In recent years, Next-Generation Sequencing (NGS) technologies have revolutionized the field of genomics, enabling researchers to study the genomes of organisms with unprecedented speed and accuracy. However, the large amounts of data generated by these technologies can be overwhelming, making it challenging to extract meaningful information. Variant calling and analysis is a crucial step in NGS data analysis, allowing researchers to identify genetic variations and understand their potential impact on biological function. In this article, we provide an overview of variant calling and analysis in NGS data, covering the basic concepts, methods, and tools used in this process.
What is Variant Calling?
Variant calling is the process of identifying differences between a reference genome and the genome of an individual or a population of individuals. These differences, known as variants, include single nucleotide polymorphisms (SNPs), insertions, deletions, and structural variations. Variant calling is an important step in NGS data analysis, as it provides insights into the genetic variation that underlies phenotypic differences between individuals and populations.
Variant Calling Methods
There are several methods used for variant calling in NGS data analysis, each with its advantages and disadvantages. The most commonly used methods are listed below:
Alignment-based methods involve mapping the sequencing reads to a reference genome and identifying variants based on the differences between the reads and the reference genome. These methods include Samtools, BWA/GATK, and FreeBayes.
De novo assembly-based methods
De novo assembly-based methods involve assembling the sequencing reads into contigs or scaffolds, and then identifying variants based on the differences between the assembled genome and the reference genome. These methods include ABySS and SOAPdenovo.
Hybrid methods combine both alignment-based and de novo assembly-based methods, providing the advantages of both approaches. These methods include FermiKit and Cortex.
Once variants have been called, they need to be analyzed to understand their potential impact on biological function. This analysis involves annotating the variants, predicting their functional consequences, and interpreting the results in the context of existing knowledge. The most commonly used tools for variant analysis are listed below:
Variant annotation tools
Variant annotation tools provide information on the functional impact of variants, such as their location in the genome, their effect on protein coding regions, and their frequency in the population. These tools include ANNOVAR, SnpEff, and VEP.
Pathway and network analysis tools
Pathway and network analysis tools analyze the impact of variants in the context of biological processes.
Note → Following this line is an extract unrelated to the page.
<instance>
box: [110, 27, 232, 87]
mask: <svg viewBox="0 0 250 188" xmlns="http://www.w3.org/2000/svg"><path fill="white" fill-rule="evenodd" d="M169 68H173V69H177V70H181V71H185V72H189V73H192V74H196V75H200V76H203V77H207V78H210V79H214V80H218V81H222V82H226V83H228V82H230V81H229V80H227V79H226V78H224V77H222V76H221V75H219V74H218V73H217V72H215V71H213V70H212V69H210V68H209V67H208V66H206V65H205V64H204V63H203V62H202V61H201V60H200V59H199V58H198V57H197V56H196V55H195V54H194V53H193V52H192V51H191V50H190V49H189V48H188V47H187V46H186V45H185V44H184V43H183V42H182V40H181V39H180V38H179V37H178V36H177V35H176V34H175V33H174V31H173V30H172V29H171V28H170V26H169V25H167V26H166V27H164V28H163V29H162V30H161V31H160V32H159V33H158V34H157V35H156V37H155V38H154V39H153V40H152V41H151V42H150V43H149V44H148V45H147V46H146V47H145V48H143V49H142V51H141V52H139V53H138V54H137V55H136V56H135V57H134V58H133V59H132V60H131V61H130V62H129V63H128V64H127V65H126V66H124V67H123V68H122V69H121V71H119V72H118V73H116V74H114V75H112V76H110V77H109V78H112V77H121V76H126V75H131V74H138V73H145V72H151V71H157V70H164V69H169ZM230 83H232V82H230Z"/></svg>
Tools such as Variant Enrichment Analysis (VEA), GENEASE, and Pathvisio provide insight into the potential functional consequences of variants by leveraging information from curated databases (Reactome, KEGG, wikipathways).
Challenges in Variant Calling and Analysis
Variant calling and analysis in NGS data can be challenging, as the data is complex and noisy, and the methods and tools used are not perfect. Some of the challenges in variant calling and analysis are listed below:
False positives and false negatives
Variant calling methods can produce false positive and false negative results, leading to errors in downstream analysis. False positives occur when a variant is called where there is no variation, while false negatives occur when a variant is missed.
Variant calling methods rely on a reference genome, which may not represent the genetic diversity within a population or species. This reference bias can result in the underrepresentation of certain types of variants or the overrepresentation of others.
Allelic drop-out and amplification bias
Allelic drop-out and amplification bias can occur during the amplification of DNA samples for sequencing, leading to incomplete or biased representation of alleles in the sequencing data. This can affect the accuracy and completeness of variant calling and analysis.
Data size and computational resources
NGS data analysis can generate large amounts of data, requiring significant computational resources for storage, processing, and analysis. The size of the data can also affect the accuracy and completeness of variant calling and analysis, as some methods may not be scalable to larger datasets.
To combat this, there are different ways in which this process can be accelerated. First and foremost GATK can be parallelized by running multiple instances of the tool on different regions of the genome simultaneously. This can be achieved using tools like GNU Parallel or Apache Spark. Second, increasing the available computing power by upgrading to faster CPUs, adding more RAM or using GPUs & FPGAs can significantly reduce the processing time. Preprocessing steps such as base quality score recalibration (BQSR – see our earlier blog on that here) and duplicate marking can be time-consuming. Running these steps in parallel or optimizing them can reduce the overall processing time. Downsampling the data to a subset of reads can also significantly reduce the processing time without compromising the quality of the results and is particularly useful for testing or prototyping purposes. Some variant calling algorithms are faster than others and companies like Sentieon have optimized GATK for both speed and accuracy. Finally, running these methods either directly on cloud computing platforms like AWS or through bioinformatics platforms such as Basepair can provide scalable and cost-effective computing resources, making it possible to process large amounts of data in a shorter amount of time.